L’intégration d’énergies bas carbone, en particulier l'électricité bas carbone, a un rôle majeur à jouer dans la décarbonation des émissions directes des industries agroalimentaires.
TRANSPORTS
Selon le rapport, pour réduire les émissions du transport routier de produits alimentaires, principal responsable des émissions du fret alimentaire, plusieurs pistes doivent être poursuivies conjointement. La première vise à réduire la demande en transport de marchandises et donc les tonnes kilomètres parcourus via une relocalisation des composantes du système alimentaire. Celle-ci nécessiterait une réorganisation régionale de la production agricole, de la transformation, de la distribution autour de bassins de vie et une réorientation de la consommation alimentaire vers des produits locaux.
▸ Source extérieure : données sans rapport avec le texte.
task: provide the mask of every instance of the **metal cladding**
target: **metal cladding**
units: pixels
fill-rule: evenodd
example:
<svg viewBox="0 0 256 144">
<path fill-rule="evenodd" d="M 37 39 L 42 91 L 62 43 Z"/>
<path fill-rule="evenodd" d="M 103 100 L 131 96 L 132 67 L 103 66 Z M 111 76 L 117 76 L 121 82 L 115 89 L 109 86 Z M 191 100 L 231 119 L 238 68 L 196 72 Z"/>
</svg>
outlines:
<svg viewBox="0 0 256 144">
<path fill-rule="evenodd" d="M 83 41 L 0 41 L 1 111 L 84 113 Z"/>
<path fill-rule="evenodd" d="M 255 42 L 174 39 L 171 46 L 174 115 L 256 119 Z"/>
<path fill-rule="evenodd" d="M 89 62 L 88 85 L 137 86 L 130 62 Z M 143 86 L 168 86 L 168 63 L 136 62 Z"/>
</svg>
Cette relocalisation des systèmes alimentaires, pouvant notamment s’appuyer sur le développement de circuits courts de proximité, pourrait cependant impliquer un développement du transport routier au détriment du transport maritime. Elle doit donc s’accompagner d’une optimisation de la chaîne logistique (introduction de points territoriaux d’agrégation des flux et hubs, systèmes de mutualisation des transports, remplissage maximal des camions et véhicules utilitaires, etc.), d’une décarbonation du transport routier et d’un report modal vers des modes de transports moins émetteurs.
L’empreinte carbone permet également d’évaluer la part des émissions du système alimentaire associée à des importations. Or, La France importe 20 % de son alimentation et ses importations alimentaires ont été multipliées par deux, en valeur, depuis 2000. Or pour produire, il faut des terres, ce qui se fait souvent en sacrifiant des forêts :
Près des 90 % de cette déforestation peut être attribuée à l’expansion agricole, dont un tiers de la production est destinée à l'exportation.
De manière chiffrée, entre 1990 et 2020 la déforestation a causé la disparition de 420 Mha de forêt. 38. À l’échelle mondiale, la déforestation importée ainsi que la dégradation des forêts tropicales sont à l’origine d’un déstockage massif de carbone.
L’impact climatique des régimes alimentaires est largement corrélé à la quantité de produits d’origine animale consommés, du fait de leur forte empreinte carbone. La diminution de la consommation de produits d'origine animale et la substitution des protéines d’origine animale par des protéines végétales constituent, ensemble, le premier levier pour réduire les émissions de l’alimentation. En France, en 2020, la consommation moyenne de viande s’élevait à 85 kg, dont 32 kg de viande porcine, 28 kg de volaille et 23 kg de viande bovine
Or, selon les études, un seul kilo de bœuf émet autour des 30 kg CO2e.
La réduction de la part de protéines animales dans l’alimentation constitue le premier levier mobilisable pour décarboner la consommation alimentaire française et génère également des co-bénéfices pour la santé.
Cependant, ce levier n’est pas toujours privilégié dans les études car les élevages de ruminants à l’herbe, contrairement aux élevages de monogastriques (poulet par exemple), fournissent un bouquet de services écosystémiques (préservation de la biodiversité, des sols et des ressources naturelles, production d’engrais organique) et parce que les produits des cultures utilisés pour l’alimentation des monogastriques pourraient être utilisés pour l’alimentation humaine contrairement à l’herbe. Certains scénarios proposent donc une réduction de la consommation de viande de monogastriques plus forte que celle de ruminant, et une réorientation de la production de viande bovine vers des systèmes d’élevage agroécologiques. Cette approche systémique, qui prône une plus faible consommation de viande mais de meilleure qualité, permet de favoriser les services écosystémiques, dont le stockage de carbone dans le sol des prairies ou le bouclage du cycle de l’azote.